I HAVE previously written about my republican views and been mocked by many for them.

Everyone is entitled to their view on the subject, so I'm entitled to say I would choose an elected head of state.

Some have questioned why I'd even bring up abolishing the monarchy in these Fair Point columns - but the ongoing Brexit shambles could be about to show exactly why it is relevant.

Yesterday a cross-party group of MPs put forward a bill to prevent a no deal Brexit. The bill, to be debated later today, would require the PM to ask for an extension of Article 50 - which allows the UK to leave the EU - beyond the current exit date of April 12.

But ruling out no deal is not official government policy, and many Tories are actively supporting that outcome now.

So where does The Queen fit into all this? Well all law gets the Royal Assent, when the Queen - as Head of State - formally agrees to make the bill into an Act of Parliament, the law, at the end of the process.

But the established rule is that she does this based on what the Government and in particular the Prime Minister, advises.

In hundreds of years this has never been a problem. No head of state has refused to sign a bill, and as bills reaching that 'rubber-stamping' stage have had the executive's backing, all has gone smoothly.
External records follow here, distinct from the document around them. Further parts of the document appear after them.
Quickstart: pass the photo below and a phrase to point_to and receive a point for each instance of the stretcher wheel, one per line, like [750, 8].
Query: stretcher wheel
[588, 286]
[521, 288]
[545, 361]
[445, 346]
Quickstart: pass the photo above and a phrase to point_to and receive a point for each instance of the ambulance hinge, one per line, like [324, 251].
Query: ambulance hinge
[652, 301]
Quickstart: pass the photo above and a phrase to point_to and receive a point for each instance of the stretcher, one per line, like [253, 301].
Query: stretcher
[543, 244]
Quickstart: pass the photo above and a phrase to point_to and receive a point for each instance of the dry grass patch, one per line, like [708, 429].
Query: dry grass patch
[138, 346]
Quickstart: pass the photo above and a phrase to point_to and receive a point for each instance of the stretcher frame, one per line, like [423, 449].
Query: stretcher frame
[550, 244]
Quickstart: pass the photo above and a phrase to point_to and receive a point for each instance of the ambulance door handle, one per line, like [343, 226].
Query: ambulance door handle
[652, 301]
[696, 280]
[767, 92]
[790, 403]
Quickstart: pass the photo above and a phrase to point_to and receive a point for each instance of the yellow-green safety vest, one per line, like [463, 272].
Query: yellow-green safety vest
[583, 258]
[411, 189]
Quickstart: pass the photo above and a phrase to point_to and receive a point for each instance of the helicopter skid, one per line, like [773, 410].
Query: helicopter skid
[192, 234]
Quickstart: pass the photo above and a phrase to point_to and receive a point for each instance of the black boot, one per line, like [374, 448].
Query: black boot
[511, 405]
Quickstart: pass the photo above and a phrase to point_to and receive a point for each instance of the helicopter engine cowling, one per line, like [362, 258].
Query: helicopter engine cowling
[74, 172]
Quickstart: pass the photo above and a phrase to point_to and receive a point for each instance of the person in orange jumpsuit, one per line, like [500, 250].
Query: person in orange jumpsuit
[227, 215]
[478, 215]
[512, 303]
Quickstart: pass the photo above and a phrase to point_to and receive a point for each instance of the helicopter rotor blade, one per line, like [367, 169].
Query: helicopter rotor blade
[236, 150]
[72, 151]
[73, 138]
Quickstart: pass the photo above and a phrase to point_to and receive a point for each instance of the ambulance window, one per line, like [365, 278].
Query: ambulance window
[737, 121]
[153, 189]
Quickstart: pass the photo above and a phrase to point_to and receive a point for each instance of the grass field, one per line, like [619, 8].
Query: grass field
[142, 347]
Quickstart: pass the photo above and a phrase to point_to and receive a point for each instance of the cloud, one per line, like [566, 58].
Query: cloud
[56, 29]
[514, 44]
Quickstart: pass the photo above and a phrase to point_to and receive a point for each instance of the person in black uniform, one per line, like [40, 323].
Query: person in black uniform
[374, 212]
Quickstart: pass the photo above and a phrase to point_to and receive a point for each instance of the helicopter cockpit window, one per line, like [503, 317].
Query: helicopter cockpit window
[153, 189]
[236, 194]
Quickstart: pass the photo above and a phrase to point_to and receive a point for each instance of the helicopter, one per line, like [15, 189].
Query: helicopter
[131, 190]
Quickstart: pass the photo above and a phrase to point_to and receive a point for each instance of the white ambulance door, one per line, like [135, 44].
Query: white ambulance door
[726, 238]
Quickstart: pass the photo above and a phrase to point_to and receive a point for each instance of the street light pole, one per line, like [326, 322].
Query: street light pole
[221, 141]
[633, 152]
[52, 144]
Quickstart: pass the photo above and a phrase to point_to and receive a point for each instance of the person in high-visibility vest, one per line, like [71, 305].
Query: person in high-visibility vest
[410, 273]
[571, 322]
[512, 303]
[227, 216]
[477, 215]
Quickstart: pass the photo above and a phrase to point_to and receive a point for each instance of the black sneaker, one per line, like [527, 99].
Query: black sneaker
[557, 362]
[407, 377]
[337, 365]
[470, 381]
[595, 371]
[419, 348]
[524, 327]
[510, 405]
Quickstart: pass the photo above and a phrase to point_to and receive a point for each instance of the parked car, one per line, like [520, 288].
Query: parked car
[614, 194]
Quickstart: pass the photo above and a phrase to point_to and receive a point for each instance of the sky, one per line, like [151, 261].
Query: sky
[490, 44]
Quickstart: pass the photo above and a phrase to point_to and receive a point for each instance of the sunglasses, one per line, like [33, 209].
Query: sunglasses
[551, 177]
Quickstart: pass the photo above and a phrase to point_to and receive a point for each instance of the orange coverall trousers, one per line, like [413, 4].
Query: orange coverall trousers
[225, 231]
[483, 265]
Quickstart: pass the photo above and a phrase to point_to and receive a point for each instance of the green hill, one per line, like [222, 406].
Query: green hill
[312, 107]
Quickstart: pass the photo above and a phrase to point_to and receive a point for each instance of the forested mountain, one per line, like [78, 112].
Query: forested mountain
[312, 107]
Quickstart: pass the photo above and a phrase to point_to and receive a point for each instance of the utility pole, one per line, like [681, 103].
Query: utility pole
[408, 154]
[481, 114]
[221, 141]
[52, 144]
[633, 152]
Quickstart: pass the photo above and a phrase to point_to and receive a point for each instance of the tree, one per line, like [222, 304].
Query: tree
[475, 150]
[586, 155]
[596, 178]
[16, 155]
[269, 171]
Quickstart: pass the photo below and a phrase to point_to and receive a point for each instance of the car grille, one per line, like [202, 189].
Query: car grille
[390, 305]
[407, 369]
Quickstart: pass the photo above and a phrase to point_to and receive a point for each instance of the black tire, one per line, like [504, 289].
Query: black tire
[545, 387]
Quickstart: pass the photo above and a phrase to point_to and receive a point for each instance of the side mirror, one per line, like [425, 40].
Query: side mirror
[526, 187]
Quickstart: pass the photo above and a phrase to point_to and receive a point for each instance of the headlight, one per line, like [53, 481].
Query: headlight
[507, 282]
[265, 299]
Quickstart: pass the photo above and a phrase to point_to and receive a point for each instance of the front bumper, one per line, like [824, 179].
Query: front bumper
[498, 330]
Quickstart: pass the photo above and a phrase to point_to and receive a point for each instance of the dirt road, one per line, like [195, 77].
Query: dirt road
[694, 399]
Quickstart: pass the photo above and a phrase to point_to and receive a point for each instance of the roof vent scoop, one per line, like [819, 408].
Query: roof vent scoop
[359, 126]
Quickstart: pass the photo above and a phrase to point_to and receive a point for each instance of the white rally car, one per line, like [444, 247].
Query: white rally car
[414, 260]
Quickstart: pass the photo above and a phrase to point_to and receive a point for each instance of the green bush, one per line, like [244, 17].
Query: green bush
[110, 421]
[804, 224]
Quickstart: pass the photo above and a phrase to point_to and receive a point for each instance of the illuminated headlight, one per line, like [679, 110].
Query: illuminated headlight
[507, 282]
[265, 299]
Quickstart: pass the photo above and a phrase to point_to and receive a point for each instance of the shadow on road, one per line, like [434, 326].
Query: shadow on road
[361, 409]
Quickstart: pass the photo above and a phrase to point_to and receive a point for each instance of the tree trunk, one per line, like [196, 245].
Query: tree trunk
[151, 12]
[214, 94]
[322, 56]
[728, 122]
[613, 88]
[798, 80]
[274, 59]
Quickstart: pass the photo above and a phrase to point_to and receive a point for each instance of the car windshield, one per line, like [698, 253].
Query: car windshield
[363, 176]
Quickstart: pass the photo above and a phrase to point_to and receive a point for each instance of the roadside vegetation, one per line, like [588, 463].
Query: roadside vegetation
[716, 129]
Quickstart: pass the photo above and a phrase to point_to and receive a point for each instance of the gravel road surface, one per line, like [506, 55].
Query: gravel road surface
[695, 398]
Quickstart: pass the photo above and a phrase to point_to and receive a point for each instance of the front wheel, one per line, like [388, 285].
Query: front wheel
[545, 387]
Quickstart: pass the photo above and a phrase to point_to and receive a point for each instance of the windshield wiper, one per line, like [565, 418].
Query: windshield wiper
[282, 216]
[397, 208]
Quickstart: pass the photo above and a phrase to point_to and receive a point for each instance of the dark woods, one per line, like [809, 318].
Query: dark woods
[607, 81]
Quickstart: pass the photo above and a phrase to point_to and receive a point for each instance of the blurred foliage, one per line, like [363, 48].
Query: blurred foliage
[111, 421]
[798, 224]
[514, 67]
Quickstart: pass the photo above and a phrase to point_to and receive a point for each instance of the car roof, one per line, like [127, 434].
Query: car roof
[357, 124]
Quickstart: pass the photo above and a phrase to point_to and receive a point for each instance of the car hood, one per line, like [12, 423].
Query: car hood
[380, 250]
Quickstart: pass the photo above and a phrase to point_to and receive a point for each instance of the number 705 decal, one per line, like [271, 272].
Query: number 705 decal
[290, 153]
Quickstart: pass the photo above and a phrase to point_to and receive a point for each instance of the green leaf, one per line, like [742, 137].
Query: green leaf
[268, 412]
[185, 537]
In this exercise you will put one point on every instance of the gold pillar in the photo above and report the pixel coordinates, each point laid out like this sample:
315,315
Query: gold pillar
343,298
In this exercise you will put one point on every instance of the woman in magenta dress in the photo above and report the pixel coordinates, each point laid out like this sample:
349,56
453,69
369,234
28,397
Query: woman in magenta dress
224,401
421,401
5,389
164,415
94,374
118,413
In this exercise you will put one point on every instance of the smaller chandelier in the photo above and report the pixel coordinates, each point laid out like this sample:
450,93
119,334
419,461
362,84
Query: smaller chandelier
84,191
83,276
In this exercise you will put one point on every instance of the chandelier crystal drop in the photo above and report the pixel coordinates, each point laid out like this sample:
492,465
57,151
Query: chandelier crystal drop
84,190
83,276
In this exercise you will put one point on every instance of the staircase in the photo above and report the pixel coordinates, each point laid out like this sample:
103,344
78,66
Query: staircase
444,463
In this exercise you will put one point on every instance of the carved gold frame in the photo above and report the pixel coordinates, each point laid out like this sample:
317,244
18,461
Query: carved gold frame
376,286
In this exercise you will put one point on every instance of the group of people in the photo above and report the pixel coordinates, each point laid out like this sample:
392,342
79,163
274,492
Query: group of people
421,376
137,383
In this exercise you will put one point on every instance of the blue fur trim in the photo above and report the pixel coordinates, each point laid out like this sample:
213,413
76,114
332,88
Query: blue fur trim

However Brexit has led to uncertain times and a constitutional crisis where Parliament is attempting to run the show right now, and not Theresa May's government.

It is still hypothetical, but what happens if a Commons backed no deal bill reached The Queen, who is then advised by ministers not to give it Royal Assent?

That is conflicting forces, putting The Queen in a tough position.

People have argued to me many times its just a ceremonial role - but if we got to that point The Queen has real power. What she would choose is anyone's guess, though remember Whitehall officials are rumoured to have plans to evacuate her and other royals in the event of no deal.

But the fact an unelected head of state, only in her position based on birth, would even have that choice is what I have the major issue with.

Brexit could throw up a once unthinkable scenario that could make people think twice about their love for the UK's constitutional monarchy.